Another option for changing the image is at sunset, when the white color “disappears”: the towers also look like Chicago skyscrapers: the verticals are clearer, and the pergolas turn into “classic” attics.
The facades are steel and modular, manufactured at a factory, which ensured quality performance, good fire safety, and quick assembly. This solution corresponds to both the height restrictions and the business class of the complex.
In the context of modern Moscow construction, the Nebo residential complex is high-rise, higher than the usual 25-35 floors, which have become the norm for large Moscow residential complexes, especially those that are being built nearby. In terms of height, it gravitates towards the “Big City” sphere of influence – but it’s still not a skyscraper.

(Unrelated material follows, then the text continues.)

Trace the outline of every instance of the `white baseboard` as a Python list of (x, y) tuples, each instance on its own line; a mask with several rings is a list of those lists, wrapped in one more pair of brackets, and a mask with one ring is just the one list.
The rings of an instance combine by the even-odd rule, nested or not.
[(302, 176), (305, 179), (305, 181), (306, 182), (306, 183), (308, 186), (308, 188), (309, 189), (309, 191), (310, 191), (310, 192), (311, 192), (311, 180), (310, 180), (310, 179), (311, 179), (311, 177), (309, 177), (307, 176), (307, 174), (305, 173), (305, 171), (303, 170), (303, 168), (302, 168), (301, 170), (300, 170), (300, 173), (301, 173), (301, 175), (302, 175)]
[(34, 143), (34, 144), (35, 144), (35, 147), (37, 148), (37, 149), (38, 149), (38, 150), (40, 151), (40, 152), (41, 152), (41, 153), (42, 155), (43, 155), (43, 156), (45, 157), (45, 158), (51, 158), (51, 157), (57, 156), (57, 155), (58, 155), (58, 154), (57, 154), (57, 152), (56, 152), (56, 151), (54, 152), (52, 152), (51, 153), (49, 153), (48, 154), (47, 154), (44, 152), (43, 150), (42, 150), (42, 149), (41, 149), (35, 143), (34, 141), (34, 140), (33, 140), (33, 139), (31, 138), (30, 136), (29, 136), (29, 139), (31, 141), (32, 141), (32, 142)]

There are buildings higher than these. Strictly speaking, the arguments of visual analysis, whose limitations are observed here, are not very clear, just as it is unclear why it was impossible to build higher towers, making an even brighter landmark. These three buildings, of course, have become the dominant feature of the surrounding area, but at the same time, they balance on the verge between a skyscraper with steel facades and simply high-rise Moscow buildings. It is obvious, however, that if the same amount of useful floor space had been squeezed into harsher height restrictions on the same land site, the complex would not have looked so impressive. Here, however, the architects were really able to reach for the sky. At the same time fitting in very nicely with the town planning framework of the city, started by the architects of the seventies.